COPPA 2.0's data minimization provisions prevent the collection, use, disclosure, and retention of excessive data from the start. By not collecting or retaining unnecessary data, harmful, manipulative, and exploitative business practices will be prevented. The consent provision is important but plays a relatively small role in the privacy safeguards of COPPA 2.0.

 

 But what about….?

targeted advertising, don’t we need a clear ban of targeted advertising to children and teens?

Yes, and COPPA 2.0 bans targeted advertising while allowing for contextual advertising.

  • Under COPPA 2.0 it is unlawful for an operator "to collect, use, disclose to third parties, or maintain personal information of a child or teen for purposes of individual-specific advertising to children or teens (or to allow another person to collect, use, disclose, or maintain such information for such purpose).”

 

But what about….?

…the transfer of personal information to third parties?

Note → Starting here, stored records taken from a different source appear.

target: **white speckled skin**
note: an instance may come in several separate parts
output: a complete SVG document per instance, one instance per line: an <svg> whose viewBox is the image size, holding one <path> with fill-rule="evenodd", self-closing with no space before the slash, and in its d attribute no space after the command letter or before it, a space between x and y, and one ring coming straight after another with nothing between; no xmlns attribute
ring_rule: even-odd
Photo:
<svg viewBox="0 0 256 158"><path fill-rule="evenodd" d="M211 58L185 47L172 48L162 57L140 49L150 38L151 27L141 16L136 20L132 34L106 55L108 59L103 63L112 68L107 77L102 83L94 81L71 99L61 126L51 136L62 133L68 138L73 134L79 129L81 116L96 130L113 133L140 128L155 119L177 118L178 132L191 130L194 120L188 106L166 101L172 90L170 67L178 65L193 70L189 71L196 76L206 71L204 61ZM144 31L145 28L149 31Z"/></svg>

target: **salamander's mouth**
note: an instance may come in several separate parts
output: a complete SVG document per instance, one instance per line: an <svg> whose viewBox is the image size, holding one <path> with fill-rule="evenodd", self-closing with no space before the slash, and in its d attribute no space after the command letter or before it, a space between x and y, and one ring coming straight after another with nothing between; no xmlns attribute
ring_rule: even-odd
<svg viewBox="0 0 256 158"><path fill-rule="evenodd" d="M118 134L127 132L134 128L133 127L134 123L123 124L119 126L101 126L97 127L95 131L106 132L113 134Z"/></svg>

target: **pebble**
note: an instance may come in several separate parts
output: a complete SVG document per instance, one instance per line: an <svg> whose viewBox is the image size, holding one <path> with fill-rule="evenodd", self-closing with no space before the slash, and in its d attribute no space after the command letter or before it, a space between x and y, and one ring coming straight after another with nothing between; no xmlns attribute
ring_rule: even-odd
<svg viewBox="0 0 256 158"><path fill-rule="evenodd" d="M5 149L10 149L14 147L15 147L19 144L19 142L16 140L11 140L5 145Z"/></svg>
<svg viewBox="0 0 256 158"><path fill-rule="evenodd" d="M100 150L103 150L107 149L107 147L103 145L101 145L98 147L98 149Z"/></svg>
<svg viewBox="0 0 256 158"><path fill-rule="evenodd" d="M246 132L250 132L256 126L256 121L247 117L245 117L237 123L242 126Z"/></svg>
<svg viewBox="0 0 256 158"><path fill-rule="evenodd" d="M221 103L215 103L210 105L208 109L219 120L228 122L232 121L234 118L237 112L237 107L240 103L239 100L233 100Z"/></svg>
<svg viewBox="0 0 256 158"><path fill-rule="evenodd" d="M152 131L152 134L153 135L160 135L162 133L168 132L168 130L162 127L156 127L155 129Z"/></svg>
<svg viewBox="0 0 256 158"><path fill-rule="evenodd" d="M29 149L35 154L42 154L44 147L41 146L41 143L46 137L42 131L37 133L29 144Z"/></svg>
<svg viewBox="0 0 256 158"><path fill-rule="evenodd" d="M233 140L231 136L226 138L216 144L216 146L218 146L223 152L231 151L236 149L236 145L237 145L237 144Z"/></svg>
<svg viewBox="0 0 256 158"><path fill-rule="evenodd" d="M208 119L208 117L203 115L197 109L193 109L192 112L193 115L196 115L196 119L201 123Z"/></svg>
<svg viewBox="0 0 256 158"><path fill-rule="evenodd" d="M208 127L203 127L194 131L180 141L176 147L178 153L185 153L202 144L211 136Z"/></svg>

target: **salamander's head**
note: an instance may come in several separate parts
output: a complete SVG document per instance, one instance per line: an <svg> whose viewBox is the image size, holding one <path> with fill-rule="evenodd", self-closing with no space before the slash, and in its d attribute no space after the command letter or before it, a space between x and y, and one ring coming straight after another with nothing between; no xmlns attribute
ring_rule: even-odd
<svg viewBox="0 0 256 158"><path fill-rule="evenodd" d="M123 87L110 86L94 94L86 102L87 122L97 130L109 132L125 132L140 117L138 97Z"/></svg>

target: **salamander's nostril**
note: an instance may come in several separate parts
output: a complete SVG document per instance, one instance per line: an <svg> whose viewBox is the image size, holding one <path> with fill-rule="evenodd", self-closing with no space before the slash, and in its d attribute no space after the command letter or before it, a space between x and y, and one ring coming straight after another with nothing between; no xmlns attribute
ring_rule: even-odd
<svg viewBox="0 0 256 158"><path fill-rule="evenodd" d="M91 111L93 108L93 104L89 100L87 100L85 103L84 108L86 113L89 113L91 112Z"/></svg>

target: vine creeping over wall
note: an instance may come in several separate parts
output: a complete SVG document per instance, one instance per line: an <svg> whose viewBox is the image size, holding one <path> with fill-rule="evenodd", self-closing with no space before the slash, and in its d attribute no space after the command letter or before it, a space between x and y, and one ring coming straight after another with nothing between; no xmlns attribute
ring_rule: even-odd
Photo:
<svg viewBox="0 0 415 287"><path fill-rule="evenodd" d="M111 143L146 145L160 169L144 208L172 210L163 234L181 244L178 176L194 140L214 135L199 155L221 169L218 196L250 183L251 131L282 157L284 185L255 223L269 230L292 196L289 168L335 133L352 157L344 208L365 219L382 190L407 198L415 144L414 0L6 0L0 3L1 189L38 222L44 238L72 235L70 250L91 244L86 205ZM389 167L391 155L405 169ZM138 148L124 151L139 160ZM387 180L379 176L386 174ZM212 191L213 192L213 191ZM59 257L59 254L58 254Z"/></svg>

Yes, COPPA 2.0 requires verifiable consent by a parent or teen for the disclosure or transfer of personal information to a third party, except for certain internal permissible operations purposes of the operator. Verifiable consent must be obtained before collection, use, and disclosure of personal information via direct notice of the personal information collection, use, and disclosure practices of the operator. Any material changes from the original purposes also require verifiable consent.

(Note that the existing COPPA rule requires that an operator gives a parent the option to consent to the collection and use of the child's personal information without consenting to the disclosure of his or her personal information to third parties under 312.5(a)(2). The FTC recently proposed to bolster this provision under the COPPA rule update.)